Memory Management Methods

Method	Purpose	Source
`create(int w, size_t elemsize, Allocator*)`	Allocate 1D	src/mat.h149
`create(int w, int h, size_t elemsize, Allocator*)`	Allocate 2D	src/mat.h151
`create(int w, int h, int c, size_t elemsize, Allocator*)`	Allocate 3D	src/mat.h153
`create(int w, int h, int d, int c, size_t elemsize, Allocator*)`	Allocate 4D	src/mat.h155
`create_like(const Mat& m, Allocator*)`	Allocate with same shape	src/mat.h165
`clone(Allocator*)`	Deep copy	src/mat.h137
`clone_from(const Mat& mat, Allocator*)`	Deep copy from another Mat, inplace	src/mat.h139
`addref()`	Increment reference count	src/mat.h173
`release()`	Decrement reference count, free if zero	src/mat.h175

Data Access Methods

Method	Purpose	Source
`empty()`	Check if Mat is empty	src/mat.h177
`total()`	Total element count	src/mat.h178
`elembits()`	Bits per element	src/mat.h181
`shape()`	Get shape-only Mat	src/mat.h184
`channel(int c)`	Get channel reference	src/mat.h187-188
`depth(int z)`	Get depth slice reference	src/mat.h189-190
`row(int y)`	Get row pointer	src/mat.h191-196
`channel_range(int c, int channels)`	Get channel range reference	src/mat.h199-200
`depth_range(int z, int depths)`	Get depth range reference	src/mat.h201-202
`row_range(int y, int rows)`	Get row range reference	src/mat.h203-204
`range(int x, int n)`	Get element range reference	src/mat.h205-206
`operator T*()`	Cast to typed pointer	src/mat.h210-212
`operator[](size_t i)`	Access element at index	src/mat.h215-216

Reshape Methods

Method	Purpose	Source
`reshape(int w, Allocator*)`	Reshape to 1D	src/mat.h141
`reshape(int w, int h, Allocator*)`	Reshape to 2D	src/mat.h143
`reshape(int w, int h, int c, Allocator*)`	Reshape to 3D	src/mat.h145
`reshape(int w, int h, int d, int c, Allocator*)`	Reshape to 4D	src/mat.h147

Fill Methods

Method	Purpose	Source
`fill(float v)`	Fill with float scalar	src/mat.h94
`fill(int v)`	Fill with int scalar	src/mat.h95
`fill<T>(T v)`	Template fill	src/mat.h135

Platform-specific SIMD fill methods are also available for NEON, SSE, AVX, etc.

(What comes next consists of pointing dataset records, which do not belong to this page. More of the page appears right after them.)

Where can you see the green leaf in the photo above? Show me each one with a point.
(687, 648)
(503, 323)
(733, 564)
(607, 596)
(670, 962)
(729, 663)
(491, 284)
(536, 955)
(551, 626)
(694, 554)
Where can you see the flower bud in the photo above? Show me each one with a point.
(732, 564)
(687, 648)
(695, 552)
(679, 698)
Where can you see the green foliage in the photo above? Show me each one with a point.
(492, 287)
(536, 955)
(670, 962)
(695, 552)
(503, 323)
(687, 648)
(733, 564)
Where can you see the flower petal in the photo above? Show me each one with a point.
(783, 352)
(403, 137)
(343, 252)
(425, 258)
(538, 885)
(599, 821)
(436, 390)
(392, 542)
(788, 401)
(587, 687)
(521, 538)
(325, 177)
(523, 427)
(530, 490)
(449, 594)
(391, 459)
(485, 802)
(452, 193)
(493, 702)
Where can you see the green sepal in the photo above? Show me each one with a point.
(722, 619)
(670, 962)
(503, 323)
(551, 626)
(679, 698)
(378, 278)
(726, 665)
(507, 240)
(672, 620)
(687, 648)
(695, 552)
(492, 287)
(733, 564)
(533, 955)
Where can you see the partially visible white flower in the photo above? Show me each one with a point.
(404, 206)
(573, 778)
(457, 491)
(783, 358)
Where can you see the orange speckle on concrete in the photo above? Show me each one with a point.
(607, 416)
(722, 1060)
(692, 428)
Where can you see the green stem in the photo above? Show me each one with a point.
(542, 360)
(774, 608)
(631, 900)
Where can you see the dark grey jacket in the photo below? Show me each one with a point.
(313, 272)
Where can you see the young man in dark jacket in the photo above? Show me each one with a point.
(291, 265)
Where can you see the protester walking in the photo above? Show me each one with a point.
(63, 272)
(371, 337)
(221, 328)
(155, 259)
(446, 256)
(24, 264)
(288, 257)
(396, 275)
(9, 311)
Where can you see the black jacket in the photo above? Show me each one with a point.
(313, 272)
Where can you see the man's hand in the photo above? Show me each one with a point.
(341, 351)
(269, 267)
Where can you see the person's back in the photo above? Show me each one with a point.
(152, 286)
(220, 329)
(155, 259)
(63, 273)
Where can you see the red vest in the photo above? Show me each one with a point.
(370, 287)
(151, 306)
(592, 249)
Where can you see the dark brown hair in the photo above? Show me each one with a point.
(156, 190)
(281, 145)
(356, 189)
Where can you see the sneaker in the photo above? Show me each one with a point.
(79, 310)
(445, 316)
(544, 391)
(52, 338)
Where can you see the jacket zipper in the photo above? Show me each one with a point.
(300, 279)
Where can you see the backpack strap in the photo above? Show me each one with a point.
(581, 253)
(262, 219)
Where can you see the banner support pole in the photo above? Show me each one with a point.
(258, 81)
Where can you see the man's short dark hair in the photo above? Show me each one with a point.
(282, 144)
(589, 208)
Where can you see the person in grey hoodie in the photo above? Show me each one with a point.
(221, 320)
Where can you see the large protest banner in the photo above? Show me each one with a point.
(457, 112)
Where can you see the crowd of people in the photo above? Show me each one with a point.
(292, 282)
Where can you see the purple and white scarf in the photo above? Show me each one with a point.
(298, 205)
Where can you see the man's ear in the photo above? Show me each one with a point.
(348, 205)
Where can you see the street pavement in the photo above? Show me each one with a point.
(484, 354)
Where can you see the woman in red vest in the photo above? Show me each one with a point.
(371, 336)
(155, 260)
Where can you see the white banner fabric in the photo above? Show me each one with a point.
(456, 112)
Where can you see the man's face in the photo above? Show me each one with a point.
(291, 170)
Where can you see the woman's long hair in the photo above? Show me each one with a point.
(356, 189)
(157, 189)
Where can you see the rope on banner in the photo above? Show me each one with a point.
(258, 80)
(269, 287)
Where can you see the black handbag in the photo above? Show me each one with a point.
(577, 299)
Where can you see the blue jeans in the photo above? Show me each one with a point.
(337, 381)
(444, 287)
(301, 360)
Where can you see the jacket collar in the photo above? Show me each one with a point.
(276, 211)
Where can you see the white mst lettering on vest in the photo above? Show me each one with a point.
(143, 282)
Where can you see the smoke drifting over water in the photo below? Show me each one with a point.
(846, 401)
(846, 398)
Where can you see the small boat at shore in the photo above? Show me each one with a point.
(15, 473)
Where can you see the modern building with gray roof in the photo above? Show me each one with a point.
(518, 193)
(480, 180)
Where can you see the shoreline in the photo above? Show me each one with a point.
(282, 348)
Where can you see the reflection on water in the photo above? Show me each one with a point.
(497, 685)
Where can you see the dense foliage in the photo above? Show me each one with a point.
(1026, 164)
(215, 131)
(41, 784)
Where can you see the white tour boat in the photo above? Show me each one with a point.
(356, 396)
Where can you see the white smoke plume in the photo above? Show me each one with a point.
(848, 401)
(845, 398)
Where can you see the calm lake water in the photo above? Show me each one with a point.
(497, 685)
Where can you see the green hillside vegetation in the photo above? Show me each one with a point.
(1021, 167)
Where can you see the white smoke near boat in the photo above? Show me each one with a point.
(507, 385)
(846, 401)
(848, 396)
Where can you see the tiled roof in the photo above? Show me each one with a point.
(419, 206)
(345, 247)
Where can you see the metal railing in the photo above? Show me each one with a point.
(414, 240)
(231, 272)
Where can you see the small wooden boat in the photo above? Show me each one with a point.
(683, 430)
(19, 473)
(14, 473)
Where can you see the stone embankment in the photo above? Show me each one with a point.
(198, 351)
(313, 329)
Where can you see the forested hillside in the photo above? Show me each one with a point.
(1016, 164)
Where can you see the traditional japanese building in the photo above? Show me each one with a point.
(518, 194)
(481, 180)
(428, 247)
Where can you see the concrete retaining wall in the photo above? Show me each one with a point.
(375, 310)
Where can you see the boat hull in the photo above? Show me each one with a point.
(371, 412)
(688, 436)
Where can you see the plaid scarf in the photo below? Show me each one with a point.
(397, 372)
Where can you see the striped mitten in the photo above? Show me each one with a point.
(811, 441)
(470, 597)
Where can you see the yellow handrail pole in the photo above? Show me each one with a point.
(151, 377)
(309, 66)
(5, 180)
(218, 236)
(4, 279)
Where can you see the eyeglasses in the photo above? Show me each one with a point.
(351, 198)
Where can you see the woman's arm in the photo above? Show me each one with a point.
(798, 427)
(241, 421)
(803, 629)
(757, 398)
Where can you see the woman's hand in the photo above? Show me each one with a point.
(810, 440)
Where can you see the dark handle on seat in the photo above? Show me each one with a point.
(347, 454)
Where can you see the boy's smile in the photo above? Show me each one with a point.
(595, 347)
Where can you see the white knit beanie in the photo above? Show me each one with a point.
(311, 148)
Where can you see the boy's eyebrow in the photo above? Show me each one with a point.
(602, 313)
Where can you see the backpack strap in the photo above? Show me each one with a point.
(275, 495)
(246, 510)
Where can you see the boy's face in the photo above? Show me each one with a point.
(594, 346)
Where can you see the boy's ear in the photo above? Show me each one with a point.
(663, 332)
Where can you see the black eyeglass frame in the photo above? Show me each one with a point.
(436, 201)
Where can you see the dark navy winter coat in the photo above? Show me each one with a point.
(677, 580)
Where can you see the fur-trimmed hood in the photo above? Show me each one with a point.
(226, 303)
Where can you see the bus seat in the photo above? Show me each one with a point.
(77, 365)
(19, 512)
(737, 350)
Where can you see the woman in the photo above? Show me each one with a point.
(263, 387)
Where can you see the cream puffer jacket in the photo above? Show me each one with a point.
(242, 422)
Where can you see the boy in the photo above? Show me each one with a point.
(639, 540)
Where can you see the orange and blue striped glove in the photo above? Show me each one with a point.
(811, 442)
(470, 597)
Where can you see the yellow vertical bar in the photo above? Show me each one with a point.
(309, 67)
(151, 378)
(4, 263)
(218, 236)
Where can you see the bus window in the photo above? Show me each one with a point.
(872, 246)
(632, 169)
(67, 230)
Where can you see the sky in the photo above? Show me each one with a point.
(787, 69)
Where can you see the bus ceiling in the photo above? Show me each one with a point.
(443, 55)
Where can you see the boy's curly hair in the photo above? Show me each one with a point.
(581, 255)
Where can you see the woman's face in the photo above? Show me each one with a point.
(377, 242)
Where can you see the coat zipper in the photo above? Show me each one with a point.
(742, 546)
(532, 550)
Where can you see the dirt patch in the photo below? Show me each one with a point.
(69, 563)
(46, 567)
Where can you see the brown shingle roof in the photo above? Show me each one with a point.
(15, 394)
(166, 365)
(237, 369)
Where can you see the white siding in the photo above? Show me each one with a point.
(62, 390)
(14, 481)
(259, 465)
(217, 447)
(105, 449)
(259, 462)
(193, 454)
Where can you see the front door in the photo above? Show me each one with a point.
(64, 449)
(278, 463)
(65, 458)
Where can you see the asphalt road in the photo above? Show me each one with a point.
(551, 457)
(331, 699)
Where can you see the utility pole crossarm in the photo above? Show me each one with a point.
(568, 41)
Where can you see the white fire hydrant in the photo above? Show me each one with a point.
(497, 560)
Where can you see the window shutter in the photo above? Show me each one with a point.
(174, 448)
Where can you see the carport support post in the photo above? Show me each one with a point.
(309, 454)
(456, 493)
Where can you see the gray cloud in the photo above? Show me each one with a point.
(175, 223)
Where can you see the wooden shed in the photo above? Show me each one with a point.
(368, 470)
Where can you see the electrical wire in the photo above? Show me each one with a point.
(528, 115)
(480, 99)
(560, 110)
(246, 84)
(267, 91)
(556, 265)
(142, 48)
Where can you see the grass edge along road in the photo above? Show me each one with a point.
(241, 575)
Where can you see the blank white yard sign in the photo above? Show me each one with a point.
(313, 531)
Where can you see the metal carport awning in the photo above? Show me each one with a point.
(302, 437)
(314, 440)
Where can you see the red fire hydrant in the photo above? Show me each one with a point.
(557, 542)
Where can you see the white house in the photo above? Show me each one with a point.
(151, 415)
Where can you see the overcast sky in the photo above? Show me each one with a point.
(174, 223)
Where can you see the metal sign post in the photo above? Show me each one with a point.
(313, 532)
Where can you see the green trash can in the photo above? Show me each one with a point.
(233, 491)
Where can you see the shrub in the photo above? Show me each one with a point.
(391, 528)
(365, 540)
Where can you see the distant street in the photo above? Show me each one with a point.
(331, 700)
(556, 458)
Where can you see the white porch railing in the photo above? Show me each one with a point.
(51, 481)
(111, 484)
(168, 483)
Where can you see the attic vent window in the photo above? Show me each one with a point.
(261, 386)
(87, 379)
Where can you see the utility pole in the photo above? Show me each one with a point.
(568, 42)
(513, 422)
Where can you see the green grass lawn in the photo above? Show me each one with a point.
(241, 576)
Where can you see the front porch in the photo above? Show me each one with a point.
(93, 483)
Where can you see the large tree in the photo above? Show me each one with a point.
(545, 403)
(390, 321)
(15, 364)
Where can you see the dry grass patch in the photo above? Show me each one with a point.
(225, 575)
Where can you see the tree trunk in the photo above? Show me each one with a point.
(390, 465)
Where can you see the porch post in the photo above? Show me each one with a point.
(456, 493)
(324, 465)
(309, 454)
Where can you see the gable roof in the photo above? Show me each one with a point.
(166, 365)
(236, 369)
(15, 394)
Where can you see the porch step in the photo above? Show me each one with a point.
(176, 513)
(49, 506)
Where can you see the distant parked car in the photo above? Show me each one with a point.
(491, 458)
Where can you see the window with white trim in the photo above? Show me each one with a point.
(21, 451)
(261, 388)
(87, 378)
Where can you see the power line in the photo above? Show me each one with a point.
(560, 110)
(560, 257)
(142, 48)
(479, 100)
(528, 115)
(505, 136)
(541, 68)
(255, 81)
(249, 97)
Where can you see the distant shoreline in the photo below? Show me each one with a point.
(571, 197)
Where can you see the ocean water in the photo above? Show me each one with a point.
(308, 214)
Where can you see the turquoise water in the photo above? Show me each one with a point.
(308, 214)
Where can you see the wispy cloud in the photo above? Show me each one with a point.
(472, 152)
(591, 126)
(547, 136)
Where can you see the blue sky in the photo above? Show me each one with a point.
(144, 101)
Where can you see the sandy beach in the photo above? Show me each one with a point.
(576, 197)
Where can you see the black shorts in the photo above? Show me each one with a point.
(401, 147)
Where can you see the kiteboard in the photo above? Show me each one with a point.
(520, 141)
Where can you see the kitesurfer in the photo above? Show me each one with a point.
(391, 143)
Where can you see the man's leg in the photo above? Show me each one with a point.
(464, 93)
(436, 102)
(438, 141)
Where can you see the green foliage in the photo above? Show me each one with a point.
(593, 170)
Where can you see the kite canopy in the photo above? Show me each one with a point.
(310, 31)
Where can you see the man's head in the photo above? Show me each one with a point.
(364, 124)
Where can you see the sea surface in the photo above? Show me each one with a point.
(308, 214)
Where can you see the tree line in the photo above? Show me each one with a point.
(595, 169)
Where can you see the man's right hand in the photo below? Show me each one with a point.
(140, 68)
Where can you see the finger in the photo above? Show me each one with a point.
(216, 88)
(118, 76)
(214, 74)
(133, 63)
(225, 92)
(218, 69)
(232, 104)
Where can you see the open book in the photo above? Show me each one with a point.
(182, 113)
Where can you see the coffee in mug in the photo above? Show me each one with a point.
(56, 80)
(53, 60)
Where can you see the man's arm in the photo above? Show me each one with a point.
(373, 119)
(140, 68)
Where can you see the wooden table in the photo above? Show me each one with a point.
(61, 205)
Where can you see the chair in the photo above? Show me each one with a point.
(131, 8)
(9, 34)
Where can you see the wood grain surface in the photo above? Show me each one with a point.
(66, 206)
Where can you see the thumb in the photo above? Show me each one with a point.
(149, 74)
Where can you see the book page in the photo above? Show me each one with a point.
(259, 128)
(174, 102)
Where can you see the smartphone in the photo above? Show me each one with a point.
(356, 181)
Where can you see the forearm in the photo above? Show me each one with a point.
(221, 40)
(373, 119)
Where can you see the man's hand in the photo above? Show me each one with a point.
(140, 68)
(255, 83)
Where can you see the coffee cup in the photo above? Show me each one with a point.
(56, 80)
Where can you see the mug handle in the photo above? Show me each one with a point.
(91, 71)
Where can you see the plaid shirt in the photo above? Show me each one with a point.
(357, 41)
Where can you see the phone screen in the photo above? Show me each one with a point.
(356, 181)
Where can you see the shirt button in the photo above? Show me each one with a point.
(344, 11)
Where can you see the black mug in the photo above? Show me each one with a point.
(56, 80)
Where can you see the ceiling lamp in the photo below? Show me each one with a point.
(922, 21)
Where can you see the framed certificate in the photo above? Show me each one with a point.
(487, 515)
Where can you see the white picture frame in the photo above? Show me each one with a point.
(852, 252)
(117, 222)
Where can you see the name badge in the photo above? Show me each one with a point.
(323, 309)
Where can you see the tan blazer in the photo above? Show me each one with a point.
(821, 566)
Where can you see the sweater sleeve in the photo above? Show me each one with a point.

Pixel Conversion Methods (when `NCNN_PIXEL=ON`)

The Mat class provides convenient methods for converting between image pixel formats and neural network input format.

Pixel Format Enum:

Format	Value	Description	Source
`PIXEL_RGB`	1	RGB color	src/mat.h225
`PIXEL_BGR`	2	BGR color	src/mat.h226
`PIXEL_GRAY`	3	Grayscale	src/mat.h227
`PIXEL_RGBA`	4	RGB with alpha	src/mat.h228
`PIXEL_BGRA`	5	BGR with alpha	src/mat.h229

Static Factory Methods:

Method	Purpose	Source
`from_pixels(const unsigned char* pixels, int type, int w, int h, Allocator*)`	Create from pixel data	src/mat.h257
`from_pixels(const unsigned char* pixels, int type, int w, int h, int stride, Allocator*)`	Create with stride parameter	src/mat.h259
`from_pixels_resize(const unsigned char* pixels, int type, int w, int h, int target_width, int target_height, Allocator*)`	Create and resize	src/mat.h261
`from_pixels_roi(const unsigned char* pixels, int type, int w, int h, int roix, int roiy, int roiw, int roih, Allocator*)`	Create from ROI	src/mat.h265
`from_pixels_roi_resize(...)`	Create from ROI and resize	src/mat.h269

Export Methods:

Method	Purpose	Source
`to_pixels(unsigned char* pixels, int type)`	Export to pixel data	src/mat.h274
`to_pixels(unsigned char* pixels, int type, int stride)`	Export with stride	src/mat.h276
`to_pixels_resize(unsigned char* pixels, int type, int target_width, int target_height)`	Export and resize	src/mat.h278

Android Integration (when NCNN_PLATFORM_API=ON and __ANDROID_API__ >= 9):

Method	Purpose	Source
`from_android_bitmap(JNIEnv* env, jobject bitmap, int type_to, Allocator*)`	Create from Android Bitmap	src/mat.h285
`from_android_bitmap_resize(JNIEnv* env, jobject bitmap, int type_to, int target_width, int target_height, Allocator*)`	Create from Bitmap and resize	src/mat.h287
`to_android_bitmap(JNIEnv* env, jobject bitmap, int type_from)`	Export to Android Bitmap	src/mat.h293

Preprocessing:

Method	Purpose	Source
`substract_mean_normalize(const float* mean_vals, const float* norm_vals)`	Subtract mean and normalize, pass 0 to skip	src/mat.h299

Sources: src/mat.h50-336 src/mat.cpp19-820

ncnn::VkMat and ncnn::VkImageMat Classes

When NCNN_VULKAN is enabled, ncnn provides GPU tensor classes for Vulkan compute.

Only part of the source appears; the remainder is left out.